La escalada de contagios asociados a la noche y las meriendas subordina la expansión del virus a la domesticación del ocio y el recreo. Tenemos un problema con las nuevas generaciones, irredentas en la contención de su egoísmo. Se creen inmunes y actúan como si lo fueran por más que el registro de nuevos contagios señala a los jóvenes no sólo como propagadores sino también como las primeras nuevas víctimas, que no las últimas ni las más graves.
El estado de la cuestión es conocido. La progresión de la pandemia nos sitúa a merced de una nueva ola y nadie sabe si en unas semanas evitaremos el colapso sanitario que decantó el encierro de todo el país entre marzo y junio. Parece que en medio verano hemos desandado el esfuerzo de meses de confinamiento. Sin embargo, esta dilapidación del sacrificio colectivo no ha suscitado una mayor exigencia en los estándares públicos de prevención, ni una más contundente censura de los temerarios.
La promiscuidad suicida de los botellones y discotecas, con episodios tan grotescos como la aspersión de güisqui por un DJ o las proclamas negacionistas de Willy Bárcenas, retratan a una nación de jóvenes infantilizados e insolidarios, ante los que resulta complicado empatizar o sentir algo distinto a esa pasajera compasión a que mueven los inconscientes.
Frecuentar el exceso hasta convertirlo en hábito y flirtear con el peligro son querencias de los años mozos, cuando todo el mundo cree estar aquí para quedarse. Pero nunca fuimos tan suicidas ni despreciamos tanto la salud de nuestros seres queridos. No recuerdo ni en mis amigos ni en mí comportamientos que pusieran en peligro a nadie distinto de nosotros mismos. Arruinamos neuronas, vísceras y haciendas, pero nunca pusimos en riesgo la vida breve de nuestros abuelos. Esa es la gran diferencia.
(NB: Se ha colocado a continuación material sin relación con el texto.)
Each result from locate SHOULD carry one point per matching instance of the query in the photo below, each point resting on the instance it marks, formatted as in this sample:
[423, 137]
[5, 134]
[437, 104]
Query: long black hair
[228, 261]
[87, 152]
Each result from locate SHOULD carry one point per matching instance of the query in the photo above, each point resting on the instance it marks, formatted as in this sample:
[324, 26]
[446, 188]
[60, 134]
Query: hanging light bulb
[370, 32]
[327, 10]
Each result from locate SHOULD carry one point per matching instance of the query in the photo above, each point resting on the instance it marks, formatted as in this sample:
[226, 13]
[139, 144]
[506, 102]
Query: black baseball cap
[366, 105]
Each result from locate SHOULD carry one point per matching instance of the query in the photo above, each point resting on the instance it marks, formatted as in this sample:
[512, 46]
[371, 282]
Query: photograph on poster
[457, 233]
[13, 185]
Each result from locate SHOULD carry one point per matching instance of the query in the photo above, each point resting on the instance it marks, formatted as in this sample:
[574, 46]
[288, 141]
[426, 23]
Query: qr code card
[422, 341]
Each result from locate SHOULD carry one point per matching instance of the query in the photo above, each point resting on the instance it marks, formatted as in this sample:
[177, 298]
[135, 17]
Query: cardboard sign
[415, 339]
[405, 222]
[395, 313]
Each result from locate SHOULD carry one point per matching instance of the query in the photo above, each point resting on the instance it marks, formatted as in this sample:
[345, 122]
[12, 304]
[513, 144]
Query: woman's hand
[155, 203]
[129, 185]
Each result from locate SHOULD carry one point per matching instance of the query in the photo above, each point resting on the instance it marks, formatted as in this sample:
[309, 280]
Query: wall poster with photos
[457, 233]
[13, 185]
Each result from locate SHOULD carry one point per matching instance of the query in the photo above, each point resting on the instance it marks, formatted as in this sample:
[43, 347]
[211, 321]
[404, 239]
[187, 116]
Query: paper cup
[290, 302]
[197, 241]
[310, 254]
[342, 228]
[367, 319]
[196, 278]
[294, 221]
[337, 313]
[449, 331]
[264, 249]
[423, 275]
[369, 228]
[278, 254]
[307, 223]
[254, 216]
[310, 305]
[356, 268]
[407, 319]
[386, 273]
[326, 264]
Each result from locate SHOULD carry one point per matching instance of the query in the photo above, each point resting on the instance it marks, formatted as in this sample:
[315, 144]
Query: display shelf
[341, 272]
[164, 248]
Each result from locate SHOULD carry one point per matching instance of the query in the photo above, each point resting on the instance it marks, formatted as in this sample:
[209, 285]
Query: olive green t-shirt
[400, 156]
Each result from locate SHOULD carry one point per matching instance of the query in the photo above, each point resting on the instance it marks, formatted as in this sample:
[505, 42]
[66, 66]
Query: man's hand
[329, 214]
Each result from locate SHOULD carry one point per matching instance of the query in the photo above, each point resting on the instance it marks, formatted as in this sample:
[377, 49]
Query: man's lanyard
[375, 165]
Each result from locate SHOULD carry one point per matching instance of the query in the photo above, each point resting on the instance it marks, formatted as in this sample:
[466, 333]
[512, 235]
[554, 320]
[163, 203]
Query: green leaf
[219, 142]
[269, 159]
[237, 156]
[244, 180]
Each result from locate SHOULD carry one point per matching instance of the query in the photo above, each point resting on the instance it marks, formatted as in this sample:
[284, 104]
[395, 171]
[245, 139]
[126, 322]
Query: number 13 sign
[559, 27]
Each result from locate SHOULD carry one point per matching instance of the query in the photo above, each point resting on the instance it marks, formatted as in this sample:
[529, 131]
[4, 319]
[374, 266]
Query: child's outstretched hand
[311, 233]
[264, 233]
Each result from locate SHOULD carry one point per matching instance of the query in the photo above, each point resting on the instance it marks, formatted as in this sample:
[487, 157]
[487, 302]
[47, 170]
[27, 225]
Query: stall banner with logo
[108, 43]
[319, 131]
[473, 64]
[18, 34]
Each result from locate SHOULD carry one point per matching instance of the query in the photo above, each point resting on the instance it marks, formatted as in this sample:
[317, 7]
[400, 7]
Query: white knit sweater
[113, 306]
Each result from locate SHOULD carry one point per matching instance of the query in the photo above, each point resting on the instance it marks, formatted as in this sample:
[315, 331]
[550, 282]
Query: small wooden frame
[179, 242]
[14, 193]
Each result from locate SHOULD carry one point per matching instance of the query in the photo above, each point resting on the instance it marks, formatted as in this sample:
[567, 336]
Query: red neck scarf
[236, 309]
A los poderes públicos se les puede exigir más eficacia en la gestión y mejor coordinación, más recursos materiales y humanos, el cierre de las discos y ordenanzas más restrictivas del ocio nocturno, o más humanitarias respecto de las condiciones de vida y trabajo de los temporeros de la fruta y la hortaliza. Pero hay un ámbito personalísimo sin cuya implicación será imposible hacer frente a un virus singularmente infeccioso y agresivo para el que no hay vacuna.
La salud y la viabilidad del país exige virtudes públicas, que caerán en saco roto si no cultivamos también las privadas. Ya no basta con prestigiar la prudencia y poner en valor el rédito social de la paciencia y la resignación. Urgen sanciones ejemplarizantes y un reproche social implacable frente a cualquier comportamiento de riesgo. Se echa de menos a los chivatos de los balcones. Tolerancia cero frente a los malcriados. Ya está bien de jugar a la ruleta rusa en cabeza ajena.